Franky Planner Quotes, Take 2: What did Buddha say?

The Quotation on my Franklin Covey Planner this morning was

"Your work is to discover your work and then with all your heart to give yourself to it."  Attributed to Buddha.

This struck me as strange; it's a nice quote (sort of), but did not sound like something Siddhartha Gautama would have said.  As it happens, he didn't.

There is a meme on Facebook floating around that has a Chinese painting of what is supposed to be Confucius saying "I didn't say any of the s*** they quote me as saying."  I'm sure Mark Twain, the Buddha, and several others could say the same. 

I put it into the Google search engine and found a cite called "Fake Buddha quotes" that explained that it was written by a Buddhist, but not the original one.  Here is the site, which is quite entertaining (I would say enlightening, too, but that's a bad pun.)

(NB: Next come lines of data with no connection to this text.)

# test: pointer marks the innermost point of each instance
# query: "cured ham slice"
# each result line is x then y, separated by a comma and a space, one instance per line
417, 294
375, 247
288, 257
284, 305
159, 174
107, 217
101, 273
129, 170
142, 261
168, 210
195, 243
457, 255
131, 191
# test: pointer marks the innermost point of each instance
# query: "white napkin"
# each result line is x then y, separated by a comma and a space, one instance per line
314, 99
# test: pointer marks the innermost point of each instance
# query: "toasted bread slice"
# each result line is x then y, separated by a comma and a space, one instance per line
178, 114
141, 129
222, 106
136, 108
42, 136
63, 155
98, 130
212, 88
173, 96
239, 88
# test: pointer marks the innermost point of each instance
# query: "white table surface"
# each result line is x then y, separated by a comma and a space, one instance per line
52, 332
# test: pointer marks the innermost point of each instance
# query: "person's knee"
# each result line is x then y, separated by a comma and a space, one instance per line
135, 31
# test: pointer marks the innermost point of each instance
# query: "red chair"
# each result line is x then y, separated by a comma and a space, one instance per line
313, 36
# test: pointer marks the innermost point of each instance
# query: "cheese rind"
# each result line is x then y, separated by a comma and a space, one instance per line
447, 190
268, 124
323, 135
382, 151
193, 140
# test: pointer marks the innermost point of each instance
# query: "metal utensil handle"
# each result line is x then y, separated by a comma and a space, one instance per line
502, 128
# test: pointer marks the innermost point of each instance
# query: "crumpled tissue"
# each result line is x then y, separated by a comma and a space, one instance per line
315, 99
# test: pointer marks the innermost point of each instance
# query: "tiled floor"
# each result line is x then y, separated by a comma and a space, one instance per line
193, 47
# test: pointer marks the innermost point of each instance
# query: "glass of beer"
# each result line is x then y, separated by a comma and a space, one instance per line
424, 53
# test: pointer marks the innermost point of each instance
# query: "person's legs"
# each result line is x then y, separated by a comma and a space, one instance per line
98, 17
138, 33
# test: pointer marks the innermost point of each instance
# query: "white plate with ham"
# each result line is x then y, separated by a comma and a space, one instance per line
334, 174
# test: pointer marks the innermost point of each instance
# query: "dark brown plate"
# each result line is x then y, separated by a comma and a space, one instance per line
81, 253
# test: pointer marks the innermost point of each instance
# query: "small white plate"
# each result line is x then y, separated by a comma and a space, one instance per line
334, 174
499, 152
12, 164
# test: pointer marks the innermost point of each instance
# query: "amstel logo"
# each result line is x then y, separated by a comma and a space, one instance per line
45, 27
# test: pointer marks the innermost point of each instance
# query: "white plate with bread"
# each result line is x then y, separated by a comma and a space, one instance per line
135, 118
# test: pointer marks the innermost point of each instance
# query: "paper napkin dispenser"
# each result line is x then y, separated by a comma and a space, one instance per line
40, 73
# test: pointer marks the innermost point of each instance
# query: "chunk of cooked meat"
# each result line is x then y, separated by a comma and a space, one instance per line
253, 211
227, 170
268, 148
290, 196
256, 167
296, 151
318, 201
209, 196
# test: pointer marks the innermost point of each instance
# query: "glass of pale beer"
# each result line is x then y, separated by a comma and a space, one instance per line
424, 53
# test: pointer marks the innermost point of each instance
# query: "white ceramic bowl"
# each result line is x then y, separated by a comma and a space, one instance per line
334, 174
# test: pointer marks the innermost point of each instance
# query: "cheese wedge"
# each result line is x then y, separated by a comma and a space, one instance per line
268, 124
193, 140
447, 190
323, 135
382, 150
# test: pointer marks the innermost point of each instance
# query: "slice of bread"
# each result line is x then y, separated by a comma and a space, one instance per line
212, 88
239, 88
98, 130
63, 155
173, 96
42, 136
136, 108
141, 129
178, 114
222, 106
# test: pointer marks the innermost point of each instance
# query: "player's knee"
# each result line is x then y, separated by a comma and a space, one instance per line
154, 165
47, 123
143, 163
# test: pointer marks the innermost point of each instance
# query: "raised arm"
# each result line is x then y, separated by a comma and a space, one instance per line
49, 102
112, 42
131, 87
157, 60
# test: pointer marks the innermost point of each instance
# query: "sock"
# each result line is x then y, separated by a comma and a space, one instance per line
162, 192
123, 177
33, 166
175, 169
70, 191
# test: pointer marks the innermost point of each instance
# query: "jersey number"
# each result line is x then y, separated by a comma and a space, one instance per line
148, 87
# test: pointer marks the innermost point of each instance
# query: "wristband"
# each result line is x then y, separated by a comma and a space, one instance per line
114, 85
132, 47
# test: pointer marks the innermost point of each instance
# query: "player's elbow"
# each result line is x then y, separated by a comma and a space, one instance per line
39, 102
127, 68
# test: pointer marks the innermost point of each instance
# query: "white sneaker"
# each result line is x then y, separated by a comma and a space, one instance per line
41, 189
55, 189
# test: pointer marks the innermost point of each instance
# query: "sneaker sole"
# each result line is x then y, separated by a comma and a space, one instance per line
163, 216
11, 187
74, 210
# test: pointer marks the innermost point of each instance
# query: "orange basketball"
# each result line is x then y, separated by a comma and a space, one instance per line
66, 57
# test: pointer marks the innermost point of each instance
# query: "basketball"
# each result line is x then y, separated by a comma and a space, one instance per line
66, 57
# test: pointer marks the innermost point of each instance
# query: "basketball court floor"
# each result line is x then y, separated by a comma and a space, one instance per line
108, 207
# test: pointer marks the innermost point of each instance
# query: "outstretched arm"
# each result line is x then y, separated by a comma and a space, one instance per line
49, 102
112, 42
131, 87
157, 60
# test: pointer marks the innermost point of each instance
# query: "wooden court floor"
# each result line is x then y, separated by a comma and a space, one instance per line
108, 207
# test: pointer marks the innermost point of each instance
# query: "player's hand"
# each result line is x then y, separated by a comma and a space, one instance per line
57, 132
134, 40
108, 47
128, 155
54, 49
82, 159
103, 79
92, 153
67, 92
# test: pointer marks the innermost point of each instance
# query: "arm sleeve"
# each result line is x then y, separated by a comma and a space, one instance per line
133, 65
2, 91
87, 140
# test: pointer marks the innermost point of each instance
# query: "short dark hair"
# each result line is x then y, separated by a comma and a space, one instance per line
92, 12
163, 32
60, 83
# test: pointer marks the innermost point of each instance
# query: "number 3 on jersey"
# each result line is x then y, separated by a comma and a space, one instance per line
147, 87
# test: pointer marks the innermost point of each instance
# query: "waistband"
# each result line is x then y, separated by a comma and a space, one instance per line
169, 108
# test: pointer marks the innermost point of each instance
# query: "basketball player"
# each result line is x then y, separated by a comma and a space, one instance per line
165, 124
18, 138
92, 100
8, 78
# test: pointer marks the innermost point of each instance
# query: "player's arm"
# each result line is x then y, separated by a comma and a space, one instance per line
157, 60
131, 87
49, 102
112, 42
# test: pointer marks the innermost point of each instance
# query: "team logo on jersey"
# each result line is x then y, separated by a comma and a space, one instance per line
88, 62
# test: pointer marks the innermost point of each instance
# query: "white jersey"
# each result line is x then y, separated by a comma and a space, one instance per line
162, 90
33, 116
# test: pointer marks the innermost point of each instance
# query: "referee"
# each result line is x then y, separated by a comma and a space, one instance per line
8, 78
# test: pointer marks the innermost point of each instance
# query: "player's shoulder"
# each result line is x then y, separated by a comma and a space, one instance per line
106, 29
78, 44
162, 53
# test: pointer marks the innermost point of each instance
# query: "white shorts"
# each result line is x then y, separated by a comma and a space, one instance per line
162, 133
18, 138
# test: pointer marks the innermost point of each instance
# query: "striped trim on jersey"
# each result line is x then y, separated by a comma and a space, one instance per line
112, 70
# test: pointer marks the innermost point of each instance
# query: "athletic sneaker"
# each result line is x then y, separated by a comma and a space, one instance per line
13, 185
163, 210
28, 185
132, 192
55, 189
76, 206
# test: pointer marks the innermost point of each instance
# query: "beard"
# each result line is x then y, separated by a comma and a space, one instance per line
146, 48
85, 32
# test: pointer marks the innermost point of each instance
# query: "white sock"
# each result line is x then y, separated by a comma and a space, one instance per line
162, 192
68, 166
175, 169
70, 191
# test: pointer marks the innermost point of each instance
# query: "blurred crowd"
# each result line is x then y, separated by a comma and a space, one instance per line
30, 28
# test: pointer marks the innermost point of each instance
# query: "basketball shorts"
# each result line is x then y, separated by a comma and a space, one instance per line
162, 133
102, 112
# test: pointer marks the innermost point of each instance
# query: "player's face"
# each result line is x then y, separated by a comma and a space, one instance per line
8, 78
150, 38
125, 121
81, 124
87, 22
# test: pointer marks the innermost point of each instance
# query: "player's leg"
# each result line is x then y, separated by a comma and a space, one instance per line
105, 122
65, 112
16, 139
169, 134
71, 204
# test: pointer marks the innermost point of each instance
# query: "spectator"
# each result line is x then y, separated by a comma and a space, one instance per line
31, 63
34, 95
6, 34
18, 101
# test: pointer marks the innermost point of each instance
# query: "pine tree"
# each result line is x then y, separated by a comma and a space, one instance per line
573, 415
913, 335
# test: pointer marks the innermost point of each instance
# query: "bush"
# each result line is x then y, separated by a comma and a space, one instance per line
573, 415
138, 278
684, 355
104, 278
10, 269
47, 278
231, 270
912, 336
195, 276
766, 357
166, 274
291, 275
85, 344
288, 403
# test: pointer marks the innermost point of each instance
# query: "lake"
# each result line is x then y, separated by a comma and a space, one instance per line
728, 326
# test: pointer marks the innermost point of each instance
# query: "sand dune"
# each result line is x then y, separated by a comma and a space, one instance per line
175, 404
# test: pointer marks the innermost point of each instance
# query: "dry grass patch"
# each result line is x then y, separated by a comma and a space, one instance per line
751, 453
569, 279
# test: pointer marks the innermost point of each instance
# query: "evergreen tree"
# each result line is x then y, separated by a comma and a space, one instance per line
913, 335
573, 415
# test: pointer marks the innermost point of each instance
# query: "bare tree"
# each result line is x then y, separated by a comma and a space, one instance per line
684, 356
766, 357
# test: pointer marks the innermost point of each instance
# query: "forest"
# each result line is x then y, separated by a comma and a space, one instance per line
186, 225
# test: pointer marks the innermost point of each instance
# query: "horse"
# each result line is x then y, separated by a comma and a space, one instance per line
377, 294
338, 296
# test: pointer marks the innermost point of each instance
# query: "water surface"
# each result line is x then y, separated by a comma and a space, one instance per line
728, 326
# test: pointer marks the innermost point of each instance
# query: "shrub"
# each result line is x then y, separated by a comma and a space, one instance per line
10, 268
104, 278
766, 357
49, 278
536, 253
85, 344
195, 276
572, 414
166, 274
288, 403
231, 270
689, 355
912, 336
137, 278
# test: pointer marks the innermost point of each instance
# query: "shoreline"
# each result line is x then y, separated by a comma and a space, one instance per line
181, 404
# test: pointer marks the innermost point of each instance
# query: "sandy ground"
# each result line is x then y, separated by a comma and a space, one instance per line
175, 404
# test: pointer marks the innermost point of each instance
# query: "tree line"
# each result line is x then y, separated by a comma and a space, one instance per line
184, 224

Buddhism is both fascinating and dark to me.  It is not the point of this blog to insult others but to uphold Christ.  While I could see a secular, untrained person seeing parallels between the two faith systems, they appear to me to be tenuous.  Since, according to what I read, there were no texts about Buddha's life until a few centuries later, the opportunity for myth, and for other influences to enter into the oral tradition, seem possible. 

In other words, the Christian gospel got to India not long after the birth of the church, and some of the New Testament could have been mixed in with the already existing Buddhist teachings.  That seems more believable than the oral traditions of Buddhism getting over to Israel and the West and mixing with Christianity, since Christianity is by nature universal and evangelistic; part of being a Christian is to spread it, so the motivation to move the Christian message forward in inherently there. 

On a more snarky note, though, it struck me as odd that Buddha, who is always seen sitting and practicing extreme ascetism, would be the originator of a quote about finding work and working hard at it.  The whole story of the Buddha is about a different paradigm from the Christian one.  Buddhism's purpose seems to be internal; Christianity's external.

The quotation actually sounded suspiciously like a verse in I Corinthians and Ecclesiastes 9:10:  "Whatever your hand finds to do, do it with might; for there is no work or device or knowledge or wisdom in the grave where you are going."